One person has died and another has fallen seriously ill after becoming infected with a brain-eating amoeba in Pakistan, according to reports.
An official from the Health Department of Sindh, Pakistan, told English language Pakistani news outlet The News International on May 2 that a 30-year-old resident of Gulistan-e-Jauhar, Karachi, was in critical condition after becoming infected by Naegleria fowleri—a single-celled organism found in warm freshwater and soil.
That report came just one day after a 59-year-old resident of Keamari, Karachi, died due to a brain infection from the same organism—the first such death of 2022.
Naegleria fowleri infections are almost always fatal. Between 1962 and 2020, 151 people in the US are known to have become infected with the amoeba—only four of them survived, according to the Centers for Disease Control and Prevention (CDC).
Naegleria fowleri infects people when water containing the amoeba enters the body through the nose. The amoeba then travels to the brain where it destroys brain tissue.
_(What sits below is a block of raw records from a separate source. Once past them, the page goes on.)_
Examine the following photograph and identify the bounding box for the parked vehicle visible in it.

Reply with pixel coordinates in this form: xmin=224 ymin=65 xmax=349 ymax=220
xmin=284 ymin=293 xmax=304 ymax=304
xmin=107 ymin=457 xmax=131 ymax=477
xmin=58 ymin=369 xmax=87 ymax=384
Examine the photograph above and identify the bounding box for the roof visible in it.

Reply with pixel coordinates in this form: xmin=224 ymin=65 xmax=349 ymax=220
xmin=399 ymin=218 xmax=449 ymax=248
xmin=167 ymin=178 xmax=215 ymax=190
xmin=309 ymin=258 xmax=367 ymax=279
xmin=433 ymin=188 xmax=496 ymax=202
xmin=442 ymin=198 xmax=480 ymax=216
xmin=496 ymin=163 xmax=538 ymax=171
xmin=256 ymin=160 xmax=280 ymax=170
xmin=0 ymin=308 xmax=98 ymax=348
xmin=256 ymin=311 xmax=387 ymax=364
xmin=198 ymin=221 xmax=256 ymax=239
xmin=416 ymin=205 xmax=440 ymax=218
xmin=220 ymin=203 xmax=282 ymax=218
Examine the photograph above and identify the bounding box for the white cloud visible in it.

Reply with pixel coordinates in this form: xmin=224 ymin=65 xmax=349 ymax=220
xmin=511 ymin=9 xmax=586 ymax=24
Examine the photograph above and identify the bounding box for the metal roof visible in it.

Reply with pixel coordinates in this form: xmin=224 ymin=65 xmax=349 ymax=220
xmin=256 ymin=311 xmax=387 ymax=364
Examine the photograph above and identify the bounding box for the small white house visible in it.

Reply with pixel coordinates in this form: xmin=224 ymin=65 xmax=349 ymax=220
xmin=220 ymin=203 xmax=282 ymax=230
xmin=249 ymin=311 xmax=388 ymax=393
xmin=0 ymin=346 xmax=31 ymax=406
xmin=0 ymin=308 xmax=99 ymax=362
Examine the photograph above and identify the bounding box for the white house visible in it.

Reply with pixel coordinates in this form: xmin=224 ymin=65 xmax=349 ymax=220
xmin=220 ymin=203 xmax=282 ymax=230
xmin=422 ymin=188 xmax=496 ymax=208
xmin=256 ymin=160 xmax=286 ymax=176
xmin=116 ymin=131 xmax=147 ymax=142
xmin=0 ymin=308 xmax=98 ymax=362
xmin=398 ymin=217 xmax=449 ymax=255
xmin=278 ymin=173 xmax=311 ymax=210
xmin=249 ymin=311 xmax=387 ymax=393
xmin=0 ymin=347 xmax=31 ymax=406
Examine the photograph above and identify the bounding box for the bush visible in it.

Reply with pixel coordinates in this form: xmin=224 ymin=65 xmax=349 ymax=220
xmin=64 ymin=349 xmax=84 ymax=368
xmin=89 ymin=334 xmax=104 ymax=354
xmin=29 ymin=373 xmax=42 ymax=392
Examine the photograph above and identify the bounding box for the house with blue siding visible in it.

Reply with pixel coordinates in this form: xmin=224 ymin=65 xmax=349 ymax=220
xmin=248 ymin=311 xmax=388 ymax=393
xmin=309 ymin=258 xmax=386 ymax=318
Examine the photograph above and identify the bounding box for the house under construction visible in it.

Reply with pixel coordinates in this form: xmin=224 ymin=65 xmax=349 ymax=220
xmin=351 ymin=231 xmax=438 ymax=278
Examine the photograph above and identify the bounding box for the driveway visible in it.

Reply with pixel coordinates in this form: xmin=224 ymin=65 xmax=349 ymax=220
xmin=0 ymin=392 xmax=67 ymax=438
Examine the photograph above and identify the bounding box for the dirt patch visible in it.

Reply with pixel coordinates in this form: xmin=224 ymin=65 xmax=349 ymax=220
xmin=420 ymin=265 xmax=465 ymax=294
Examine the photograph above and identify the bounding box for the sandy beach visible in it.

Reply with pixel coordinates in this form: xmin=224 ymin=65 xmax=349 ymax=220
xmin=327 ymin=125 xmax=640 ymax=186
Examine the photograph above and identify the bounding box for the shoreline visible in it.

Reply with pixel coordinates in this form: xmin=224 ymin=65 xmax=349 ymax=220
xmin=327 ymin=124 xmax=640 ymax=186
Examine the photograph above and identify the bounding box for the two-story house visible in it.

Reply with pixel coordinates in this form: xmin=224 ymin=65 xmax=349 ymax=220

Newsweek has contacted the Health Department of Sindh for further information on how the two individuals in Pakistan became infected with the amoeba. However, The News International cited the department as stating that around 90 people have died due to Naegerlia fowleri in Karachi since 2011 and that overhead and underground water tanks had become reservoirs for the organism.
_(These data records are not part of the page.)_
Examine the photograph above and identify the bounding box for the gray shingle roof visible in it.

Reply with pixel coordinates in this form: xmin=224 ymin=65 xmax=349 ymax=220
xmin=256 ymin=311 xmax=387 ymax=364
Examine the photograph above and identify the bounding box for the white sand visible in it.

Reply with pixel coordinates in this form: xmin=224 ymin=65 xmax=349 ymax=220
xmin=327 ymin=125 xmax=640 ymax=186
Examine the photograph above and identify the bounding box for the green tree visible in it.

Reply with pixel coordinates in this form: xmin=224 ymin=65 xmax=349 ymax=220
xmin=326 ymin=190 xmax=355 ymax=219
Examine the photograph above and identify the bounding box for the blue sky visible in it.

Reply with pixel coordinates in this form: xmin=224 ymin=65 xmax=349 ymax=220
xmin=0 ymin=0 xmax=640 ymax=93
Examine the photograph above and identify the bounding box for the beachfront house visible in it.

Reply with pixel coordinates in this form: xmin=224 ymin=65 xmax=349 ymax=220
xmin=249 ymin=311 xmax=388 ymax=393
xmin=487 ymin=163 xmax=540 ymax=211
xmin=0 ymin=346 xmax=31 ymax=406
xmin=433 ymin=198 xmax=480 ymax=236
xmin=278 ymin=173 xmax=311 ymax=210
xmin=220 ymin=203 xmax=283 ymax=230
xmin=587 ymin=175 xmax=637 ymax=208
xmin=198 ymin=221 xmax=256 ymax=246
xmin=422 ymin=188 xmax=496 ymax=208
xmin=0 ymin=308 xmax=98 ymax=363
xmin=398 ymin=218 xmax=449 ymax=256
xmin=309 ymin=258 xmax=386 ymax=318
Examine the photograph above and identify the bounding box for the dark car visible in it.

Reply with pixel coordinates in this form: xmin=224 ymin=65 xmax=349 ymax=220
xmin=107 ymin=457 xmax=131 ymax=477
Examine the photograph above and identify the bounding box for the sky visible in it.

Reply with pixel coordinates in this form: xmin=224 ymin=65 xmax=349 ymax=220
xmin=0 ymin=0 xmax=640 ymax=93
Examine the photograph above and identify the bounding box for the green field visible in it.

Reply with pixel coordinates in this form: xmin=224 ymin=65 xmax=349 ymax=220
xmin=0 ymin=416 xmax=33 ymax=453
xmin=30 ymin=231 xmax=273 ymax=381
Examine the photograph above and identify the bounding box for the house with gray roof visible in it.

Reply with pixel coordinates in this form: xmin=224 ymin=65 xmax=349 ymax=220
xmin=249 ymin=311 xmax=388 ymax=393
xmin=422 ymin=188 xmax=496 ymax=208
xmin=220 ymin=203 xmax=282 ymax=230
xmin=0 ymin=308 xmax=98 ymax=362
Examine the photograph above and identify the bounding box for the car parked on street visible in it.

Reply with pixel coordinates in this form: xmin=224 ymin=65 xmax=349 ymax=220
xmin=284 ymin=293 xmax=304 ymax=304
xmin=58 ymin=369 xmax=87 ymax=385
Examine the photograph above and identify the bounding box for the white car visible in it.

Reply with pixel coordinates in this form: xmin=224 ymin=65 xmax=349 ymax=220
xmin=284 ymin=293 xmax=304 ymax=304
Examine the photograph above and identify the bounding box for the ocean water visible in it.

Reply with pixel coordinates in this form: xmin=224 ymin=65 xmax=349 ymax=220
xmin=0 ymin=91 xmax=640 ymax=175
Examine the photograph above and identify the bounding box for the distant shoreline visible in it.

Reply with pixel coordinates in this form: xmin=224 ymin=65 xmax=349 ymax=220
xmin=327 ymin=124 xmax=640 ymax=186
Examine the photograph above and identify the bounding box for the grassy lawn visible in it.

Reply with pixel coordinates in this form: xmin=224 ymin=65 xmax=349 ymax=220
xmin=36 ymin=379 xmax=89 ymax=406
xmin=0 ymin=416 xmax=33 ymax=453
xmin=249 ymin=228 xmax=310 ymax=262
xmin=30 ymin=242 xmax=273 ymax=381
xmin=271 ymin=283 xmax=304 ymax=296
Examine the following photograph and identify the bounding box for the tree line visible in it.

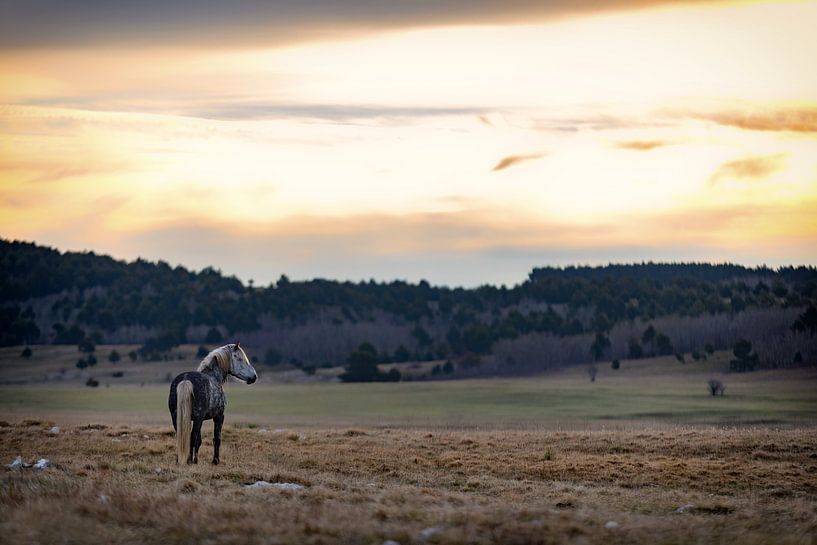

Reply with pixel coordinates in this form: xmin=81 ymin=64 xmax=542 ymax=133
xmin=0 ymin=240 xmax=817 ymax=374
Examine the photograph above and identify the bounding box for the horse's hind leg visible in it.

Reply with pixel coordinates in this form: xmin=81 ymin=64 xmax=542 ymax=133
xmin=190 ymin=420 xmax=203 ymax=464
xmin=213 ymin=413 xmax=224 ymax=466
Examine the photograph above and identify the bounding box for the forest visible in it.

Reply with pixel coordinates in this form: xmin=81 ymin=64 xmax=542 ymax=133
xmin=0 ymin=240 xmax=817 ymax=376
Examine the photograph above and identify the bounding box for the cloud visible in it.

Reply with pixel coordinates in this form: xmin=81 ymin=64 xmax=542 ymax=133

The paper stated that water authorities had failed to properly chlorinate water before supplying it to houses.
The CDC states that people “cannot be infected with Naegleria fowleri by drinking contaminated water” but that people can get infected if contaminated water enters their nose, such as when one’s head is submerged in the water or if the water is used to clean the nose . It cannot be spread from one person to another.
The amoeba can be found around the world in bodies of warm freshwater like lakes and rivers; geothermal springs; warm water discharge from industrial plants; poorly maintained, minimally chlorinated swimming pools; water heaters; and soil.
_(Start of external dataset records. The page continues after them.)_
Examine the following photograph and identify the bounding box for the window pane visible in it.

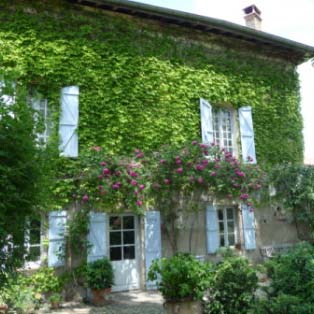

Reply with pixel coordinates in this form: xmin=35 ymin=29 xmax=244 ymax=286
xmin=220 ymin=234 xmax=225 ymax=246
xmin=123 ymin=231 xmax=135 ymax=244
xmin=228 ymin=222 xmax=234 ymax=233
xmin=29 ymin=229 xmax=40 ymax=244
xmin=123 ymin=216 xmax=134 ymax=229
xmin=123 ymin=245 xmax=135 ymax=259
xmin=27 ymin=246 xmax=40 ymax=262
xmin=109 ymin=216 xmax=121 ymax=230
xmin=227 ymin=208 xmax=234 ymax=220
xmin=109 ymin=231 xmax=121 ymax=245
xmin=29 ymin=219 xmax=40 ymax=229
xmin=228 ymin=234 xmax=235 ymax=245
xmin=218 ymin=209 xmax=224 ymax=220
xmin=110 ymin=246 xmax=122 ymax=261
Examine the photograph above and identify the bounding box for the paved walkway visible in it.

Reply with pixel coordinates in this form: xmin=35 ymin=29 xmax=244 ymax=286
xmin=40 ymin=291 xmax=165 ymax=314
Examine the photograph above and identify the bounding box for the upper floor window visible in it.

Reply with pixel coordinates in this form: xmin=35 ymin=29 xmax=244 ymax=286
xmin=217 ymin=207 xmax=236 ymax=246
xmin=200 ymin=98 xmax=256 ymax=163
xmin=31 ymin=99 xmax=50 ymax=144
xmin=213 ymin=109 xmax=235 ymax=154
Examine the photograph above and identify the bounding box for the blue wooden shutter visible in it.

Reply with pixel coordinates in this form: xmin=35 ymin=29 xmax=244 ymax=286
xmin=59 ymin=86 xmax=79 ymax=157
xmin=87 ymin=213 xmax=108 ymax=262
xmin=0 ymin=81 xmax=15 ymax=106
xmin=206 ymin=204 xmax=219 ymax=254
xmin=239 ymin=106 xmax=256 ymax=164
xmin=200 ymin=98 xmax=214 ymax=144
xmin=48 ymin=210 xmax=67 ymax=267
xmin=241 ymin=204 xmax=256 ymax=250
xmin=145 ymin=211 xmax=161 ymax=289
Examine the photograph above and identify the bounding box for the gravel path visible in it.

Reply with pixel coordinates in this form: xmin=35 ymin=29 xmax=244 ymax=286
xmin=40 ymin=291 xmax=165 ymax=314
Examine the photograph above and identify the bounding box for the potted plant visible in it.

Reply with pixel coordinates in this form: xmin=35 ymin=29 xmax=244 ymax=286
xmin=86 ymin=257 xmax=114 ymax=305
xmin=0 ymin=295 xmax=9 ymax=314
xmin=49 ymin=293 xmax=62 ymax=309
xmin=148 ymin=253 xmax=212 ymax=314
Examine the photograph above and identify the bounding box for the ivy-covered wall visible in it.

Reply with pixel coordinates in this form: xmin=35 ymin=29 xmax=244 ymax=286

Symptoms of infection start between one and nine days after exposure, and include severe frontal headache, fever, nausea, and vomiting. This can be followed by a stiff neck, confusion, seizures, hallucinations and going into a coma, the CDC states. The disease progresses rapidly after symptoms begin and usually causes death within about five days.
Several drugs have been effective against Naegleria fowleri in a laboratory setting, but infections are still almost always fatal. That said, a number of survivors have been documented, including two children in the US in 2013 who were given miltefosine and other treatments after their diagnoses. One, a 12-year-old girl, made a full recovery. The other, an eight-year-old boy, suffered brain damage.